Authors: Rona Jaffe
From the moment Dick Devere first spoke to her, or actually to all the girls, Silky admired him. He had this real
cultural
way of speaking, the way he pronounced words. And he dressed in a way that wasn’t at all sharp but certainly was hip. She knew his clothes were expensive. And she liked the way he moved, sort of relaxed but quick. She would watch him moving about the set, directing the other acts, and she thought he was kind of sexy. That surprised her, because it had been such a long time since she had thought of any man as sexy, or even as anything. Then, after she sang for the first time, she had the idea maybe he was noticing her too.

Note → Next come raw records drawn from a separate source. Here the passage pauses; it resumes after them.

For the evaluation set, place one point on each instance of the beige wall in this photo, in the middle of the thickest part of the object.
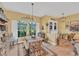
(66, 21)
(11, 15)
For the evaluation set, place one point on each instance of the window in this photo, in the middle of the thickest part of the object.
(22, 28)
(32, 28)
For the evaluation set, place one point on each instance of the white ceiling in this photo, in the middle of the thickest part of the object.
(44, 8)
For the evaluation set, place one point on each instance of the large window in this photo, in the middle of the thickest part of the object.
(32, 28)
(22, 28)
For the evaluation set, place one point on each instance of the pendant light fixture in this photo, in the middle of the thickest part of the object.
(32, 10)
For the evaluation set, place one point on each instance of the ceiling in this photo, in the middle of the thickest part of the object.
(44, 8)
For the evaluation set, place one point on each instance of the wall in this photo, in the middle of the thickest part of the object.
(11, 15)
(62, 22)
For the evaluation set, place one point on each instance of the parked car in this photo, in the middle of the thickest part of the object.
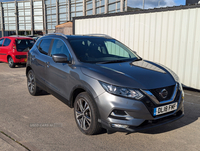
(14, 50)
(106, 83)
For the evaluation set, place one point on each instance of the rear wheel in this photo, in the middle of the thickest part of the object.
(31, 83)
(85, 113)
(11, 62)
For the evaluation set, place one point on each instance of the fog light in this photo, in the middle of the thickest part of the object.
(119, 126)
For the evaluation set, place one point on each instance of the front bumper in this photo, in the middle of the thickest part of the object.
(20, 59)
(139, 114)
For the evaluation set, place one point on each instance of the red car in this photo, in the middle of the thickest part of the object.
(14, 50)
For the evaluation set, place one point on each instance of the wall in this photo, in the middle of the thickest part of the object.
(170, 37)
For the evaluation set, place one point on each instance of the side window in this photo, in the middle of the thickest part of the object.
(6, 42)
(114, 49)
(44, 46)
(1, 42)
(59, 48)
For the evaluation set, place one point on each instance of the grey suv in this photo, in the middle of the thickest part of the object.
(108, 85)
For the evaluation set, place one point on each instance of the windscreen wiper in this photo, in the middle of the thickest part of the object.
(138, 59)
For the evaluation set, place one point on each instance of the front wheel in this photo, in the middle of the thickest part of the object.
(31, 83)
(11, 62)
(85, 113)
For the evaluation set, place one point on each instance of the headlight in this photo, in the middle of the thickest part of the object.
(125, 92)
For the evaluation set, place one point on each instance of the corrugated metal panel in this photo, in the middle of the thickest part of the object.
(171, 38)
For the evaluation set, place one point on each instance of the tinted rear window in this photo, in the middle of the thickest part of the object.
(6, 42)
(24, 44)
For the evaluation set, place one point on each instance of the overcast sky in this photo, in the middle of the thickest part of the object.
(155, 3)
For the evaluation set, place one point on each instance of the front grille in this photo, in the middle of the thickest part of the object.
(150, 105)
(20, 56)
(170, 90)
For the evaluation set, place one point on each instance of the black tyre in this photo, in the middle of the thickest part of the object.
(85, 113)
(31, 83)
(11, 62)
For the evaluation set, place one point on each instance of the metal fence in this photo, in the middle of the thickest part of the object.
(169, 36)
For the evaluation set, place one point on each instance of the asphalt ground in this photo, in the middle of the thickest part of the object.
(45, 123)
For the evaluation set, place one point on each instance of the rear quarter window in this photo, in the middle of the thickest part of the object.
(44, 46)
(6, 42)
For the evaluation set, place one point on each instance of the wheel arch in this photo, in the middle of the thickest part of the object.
(28, 68)
(77, 90)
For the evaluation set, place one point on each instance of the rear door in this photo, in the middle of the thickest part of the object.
(1, 52)
(39, 58)
(58, 73)
(5, 48)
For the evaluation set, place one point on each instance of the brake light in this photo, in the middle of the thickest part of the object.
(14, 46)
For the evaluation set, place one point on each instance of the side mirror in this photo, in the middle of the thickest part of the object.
(60, 58)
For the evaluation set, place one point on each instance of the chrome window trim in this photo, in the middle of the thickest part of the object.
(66, 47)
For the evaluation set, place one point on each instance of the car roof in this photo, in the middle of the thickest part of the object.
(17, 37)
(96, 36)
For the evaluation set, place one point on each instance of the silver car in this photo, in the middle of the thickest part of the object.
(108, 85)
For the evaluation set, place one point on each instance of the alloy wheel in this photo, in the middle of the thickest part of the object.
(31, 82)
(83, 114)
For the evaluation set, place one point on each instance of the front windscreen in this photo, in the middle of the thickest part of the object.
(101, 50)
(24, 45)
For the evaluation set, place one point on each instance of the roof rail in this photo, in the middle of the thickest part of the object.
(99, 35)
(57, 34)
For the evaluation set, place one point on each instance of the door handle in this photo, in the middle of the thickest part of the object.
(33, 58)
(47, 63)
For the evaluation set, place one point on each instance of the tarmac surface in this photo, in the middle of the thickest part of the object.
(45, 123)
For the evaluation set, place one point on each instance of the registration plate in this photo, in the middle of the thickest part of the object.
(165, 109)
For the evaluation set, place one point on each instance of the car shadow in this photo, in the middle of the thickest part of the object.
(191, 114)
(42, 92)
(20, 66)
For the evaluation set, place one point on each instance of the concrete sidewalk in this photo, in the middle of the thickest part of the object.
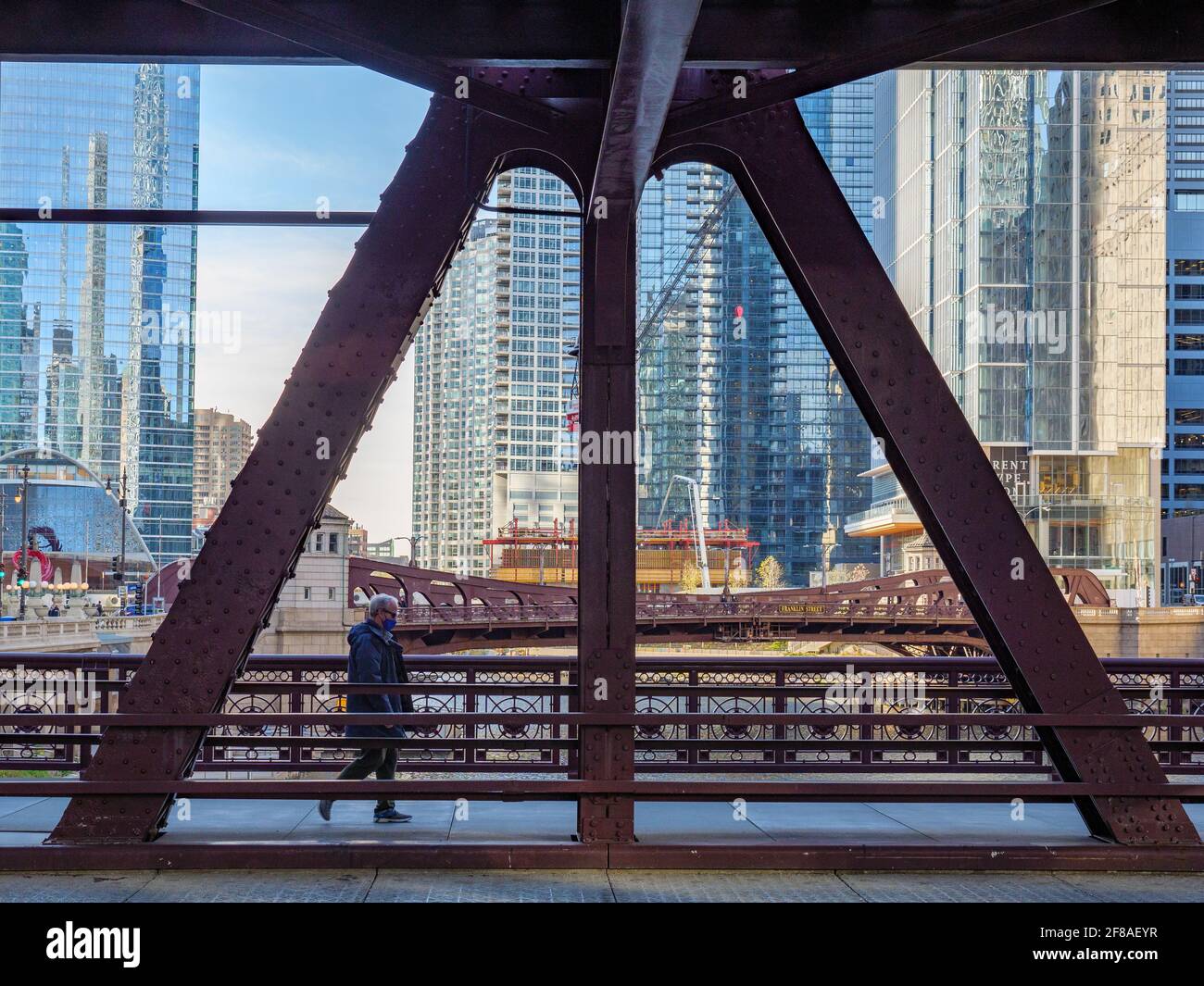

She didn’t at all hold it against him that he was white. Silky had never been prejudiced. In fact, she kind of liked it. He was nothing like pimply Marvin, or that ape Mr. Libra, or the cruddy Eyetalian boys in her old neighborhood. He was real classy. She wondered if he had a wife or a girl friend.
They did the show in their new plaid knicker suits, with little red ascot ties and their Buster Brown wigs. They looked groovy. And they had never sounded better, since they were only lip synching to their records, so it was crazy of her to worry about losing her voice, although logic had nothing to do with it. After all, someday soon they would be doing their singing live, on an even bigger TV show than this, and it would be a heck of a mess if she couldn’t sing
now
, just because there were millions of people watching what was coming over the camera at their end. All the girls were aware of the unseen audience, and the thing was, you had to sing out loud anyway, or it didn’t look real. When they did “You Left Me,” as usual Silky got carried away and changed some of the words without even knowing it. The girls knew it, though, and they were furious.

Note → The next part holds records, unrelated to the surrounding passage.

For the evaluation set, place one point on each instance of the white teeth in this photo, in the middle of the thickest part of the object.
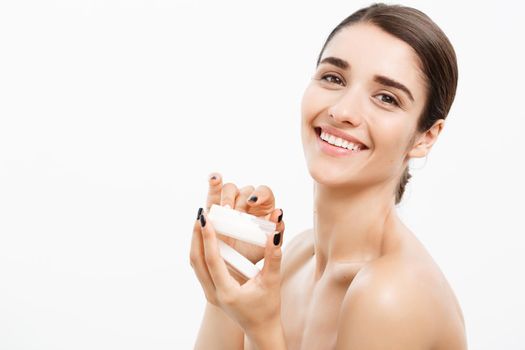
(339, 142)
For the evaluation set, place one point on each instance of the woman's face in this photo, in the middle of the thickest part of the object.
(369, 89)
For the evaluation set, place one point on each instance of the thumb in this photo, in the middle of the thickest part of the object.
(271, 271)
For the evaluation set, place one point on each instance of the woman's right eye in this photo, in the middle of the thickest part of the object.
(333, 79)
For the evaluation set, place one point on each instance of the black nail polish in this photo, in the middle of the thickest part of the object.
(280, 218)
(277, 239)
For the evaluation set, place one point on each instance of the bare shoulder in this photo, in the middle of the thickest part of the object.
(404, 297)
(297, 251)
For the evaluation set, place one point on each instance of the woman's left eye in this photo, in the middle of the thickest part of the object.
(388, 99)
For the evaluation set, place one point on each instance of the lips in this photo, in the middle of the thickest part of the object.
(340, 134)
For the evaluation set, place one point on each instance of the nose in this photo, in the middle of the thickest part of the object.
(347, 109)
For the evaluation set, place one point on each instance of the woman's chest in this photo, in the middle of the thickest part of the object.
(310, 309)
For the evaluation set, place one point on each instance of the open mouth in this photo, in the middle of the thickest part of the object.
(333, 142)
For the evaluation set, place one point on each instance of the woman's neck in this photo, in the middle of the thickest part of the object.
(349, 226)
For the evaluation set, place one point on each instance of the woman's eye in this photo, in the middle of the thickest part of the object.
(388, 99)
(334, 79)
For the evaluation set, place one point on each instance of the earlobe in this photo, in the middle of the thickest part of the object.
(426, 140)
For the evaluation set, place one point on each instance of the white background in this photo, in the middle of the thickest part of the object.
(112, 114)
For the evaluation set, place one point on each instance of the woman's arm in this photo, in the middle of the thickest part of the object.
(218, 331)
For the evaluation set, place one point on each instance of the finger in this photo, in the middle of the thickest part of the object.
(216, 266)
(228, 194)
(241, 202)
(198, 264)
(271, 271)
(276, 216)
(214, 190)
(261, 202)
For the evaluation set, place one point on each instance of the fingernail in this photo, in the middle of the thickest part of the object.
(277, 239)
(280, 218)
(199, 213)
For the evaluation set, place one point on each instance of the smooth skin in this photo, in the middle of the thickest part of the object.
(359, 279)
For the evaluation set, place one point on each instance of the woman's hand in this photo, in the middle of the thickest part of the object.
(239, 199)
(256, 304)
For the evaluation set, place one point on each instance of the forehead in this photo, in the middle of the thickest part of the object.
(371, 51)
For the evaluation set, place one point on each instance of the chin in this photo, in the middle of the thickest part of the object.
(331, 177)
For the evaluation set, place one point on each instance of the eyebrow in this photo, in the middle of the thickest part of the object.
(381, 79)
(392, 83)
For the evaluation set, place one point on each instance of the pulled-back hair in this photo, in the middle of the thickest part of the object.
(431, 45)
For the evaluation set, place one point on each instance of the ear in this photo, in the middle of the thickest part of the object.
(426, 140)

“Can’t you even remember that old song?” Honey said, mad.
“I’m sorry.”
“You certainly had enough practice,” Honey said. “
I
know the words.”
“I know the words,” Silky said.
“That girl sure is dumb,” Honey said to the others.

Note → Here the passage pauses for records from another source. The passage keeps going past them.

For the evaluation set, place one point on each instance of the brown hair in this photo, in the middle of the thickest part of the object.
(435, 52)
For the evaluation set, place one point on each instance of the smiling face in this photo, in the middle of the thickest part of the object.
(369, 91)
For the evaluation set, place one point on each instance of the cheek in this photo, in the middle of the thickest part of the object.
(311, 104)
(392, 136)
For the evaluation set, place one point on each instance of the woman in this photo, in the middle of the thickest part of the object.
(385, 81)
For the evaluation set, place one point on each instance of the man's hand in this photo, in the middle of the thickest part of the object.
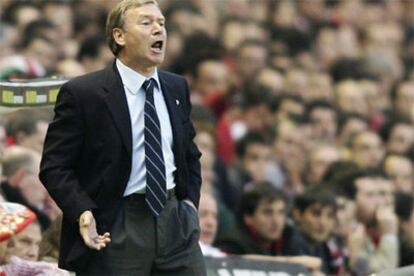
(356, 241)
(189, 202)
(387, 221)
(87, 229)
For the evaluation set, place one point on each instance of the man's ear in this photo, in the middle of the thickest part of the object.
(297, 214)
(248, 220)
(119, 36)
(15, 179)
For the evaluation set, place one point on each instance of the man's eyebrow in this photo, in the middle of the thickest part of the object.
(146, 16)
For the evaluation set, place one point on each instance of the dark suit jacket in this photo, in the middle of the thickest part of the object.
(87, 154)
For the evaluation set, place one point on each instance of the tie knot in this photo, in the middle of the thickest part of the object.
(148, 85)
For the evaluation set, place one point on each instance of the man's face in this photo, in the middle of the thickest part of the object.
(401, 171)
(368, 199)
(207, 214)
(25, 244)
(351, 99)
(386, 190)
(401, 139)
(407, 227)
(352, 127)
(345, 216)
(367, 150)
(317, 222)
(212, 78)
(288, 145)
(256, 160)
(324, 123)
(320, 160)
(405, 100)
(268, 219)
(143, 37)
(252, 58)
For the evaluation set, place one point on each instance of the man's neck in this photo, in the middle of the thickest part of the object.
(139, 68)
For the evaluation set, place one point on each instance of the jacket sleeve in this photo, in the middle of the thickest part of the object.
(61, 153)
(192, 158)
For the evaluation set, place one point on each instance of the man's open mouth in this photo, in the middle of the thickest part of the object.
(157, 45)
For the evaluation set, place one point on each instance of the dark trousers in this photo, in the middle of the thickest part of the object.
(144, 245)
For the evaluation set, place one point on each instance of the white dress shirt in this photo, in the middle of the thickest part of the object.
(135, 95)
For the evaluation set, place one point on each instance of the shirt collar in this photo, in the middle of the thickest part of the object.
(133, 80)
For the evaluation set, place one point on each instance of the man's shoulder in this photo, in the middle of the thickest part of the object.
(170, 76)
(91, 79)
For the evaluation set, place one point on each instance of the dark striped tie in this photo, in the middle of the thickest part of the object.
(156, 190)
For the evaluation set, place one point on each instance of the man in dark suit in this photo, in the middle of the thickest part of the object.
(119, 158)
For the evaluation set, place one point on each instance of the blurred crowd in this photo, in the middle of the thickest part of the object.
(304, 113)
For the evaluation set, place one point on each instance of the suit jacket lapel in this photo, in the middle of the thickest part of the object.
(173, 111)
(116, 102)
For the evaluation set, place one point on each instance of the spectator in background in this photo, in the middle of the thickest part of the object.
(373, 245)
(403, 100)
(287, 105)
(323, 119)
(349, 98)
(19, 243)
(262, 227)
(252, 56)
(270, 79)
(23, 239)
(27, 127)
(314, 214)
(400, 169)
(94, 54)
(211, 84)
(289, 158)
(319, 159)
(398, 136)
(367, 149)
(22, 185)
(349, 124)
(208, 214)
(404, 208)
(253, 152)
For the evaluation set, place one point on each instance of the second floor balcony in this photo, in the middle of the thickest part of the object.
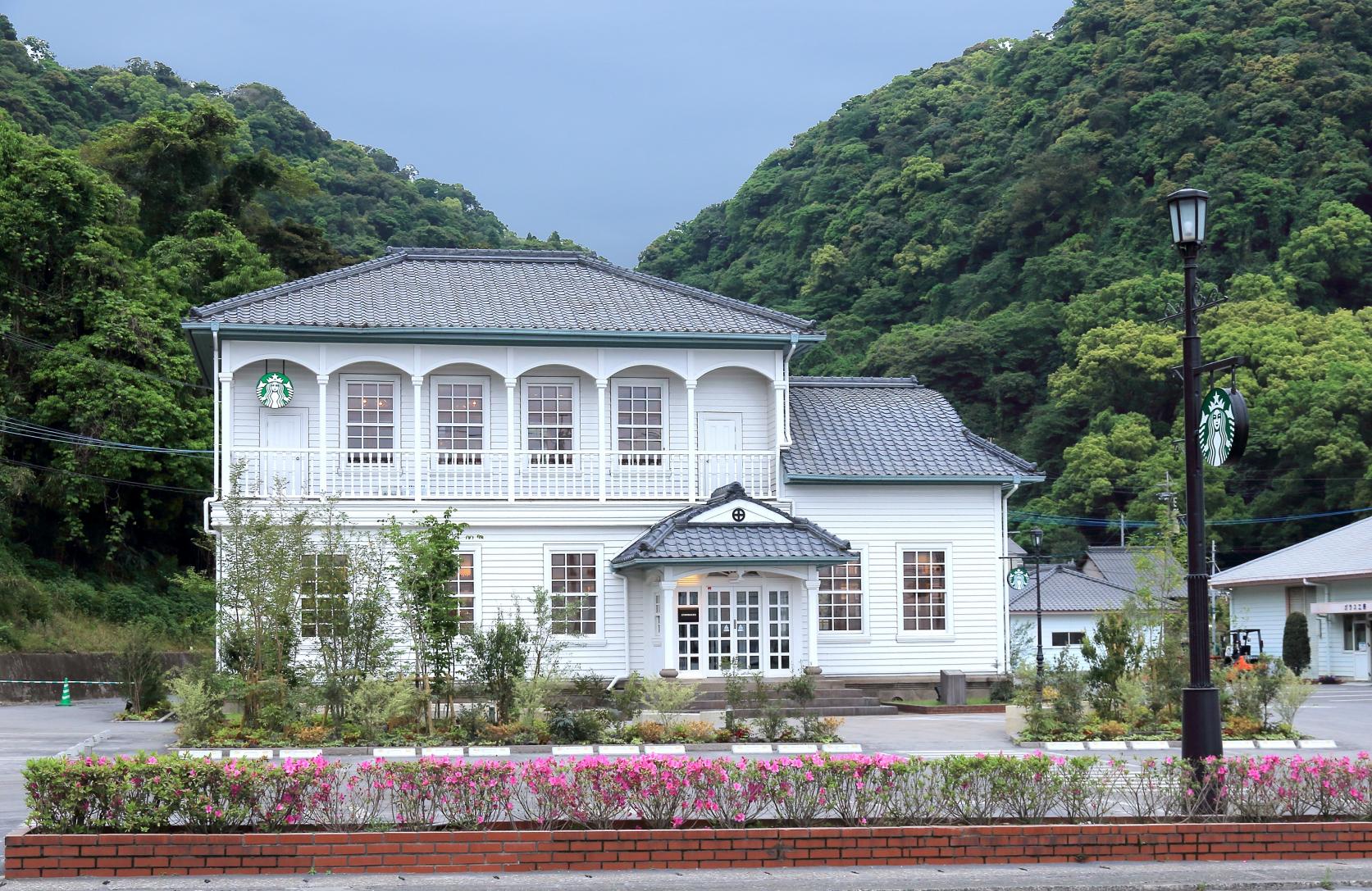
(499, 475)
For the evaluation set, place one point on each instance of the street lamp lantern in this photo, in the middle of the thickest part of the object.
(1187, 210)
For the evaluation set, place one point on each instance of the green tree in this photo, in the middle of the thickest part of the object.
(1296, 643)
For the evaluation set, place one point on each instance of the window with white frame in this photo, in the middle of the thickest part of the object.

Dick Devere just laughed. After the show he asked Silky to come have a drink with him. The girls raised their eyebrows when they saw her go off with him, but Silky didn’t care. She was floating on air. All the way to the bar she was wondering whether she dared order a real drink even though Mr. Libra had told them they must never drink in public.
They went to a little bar down the street from the television studio. There were a lot of television people there. Silky had changed into her own clothes; a navy-blue wool sailor suit with a white blouse, and she was still wearing her wig and her television make-up. She glanced at herself in the mirror over the bar when they walked in and she thought she looked real good. They sat in a booth near the back, and Dick Devere ordered a Scotch on the rocks.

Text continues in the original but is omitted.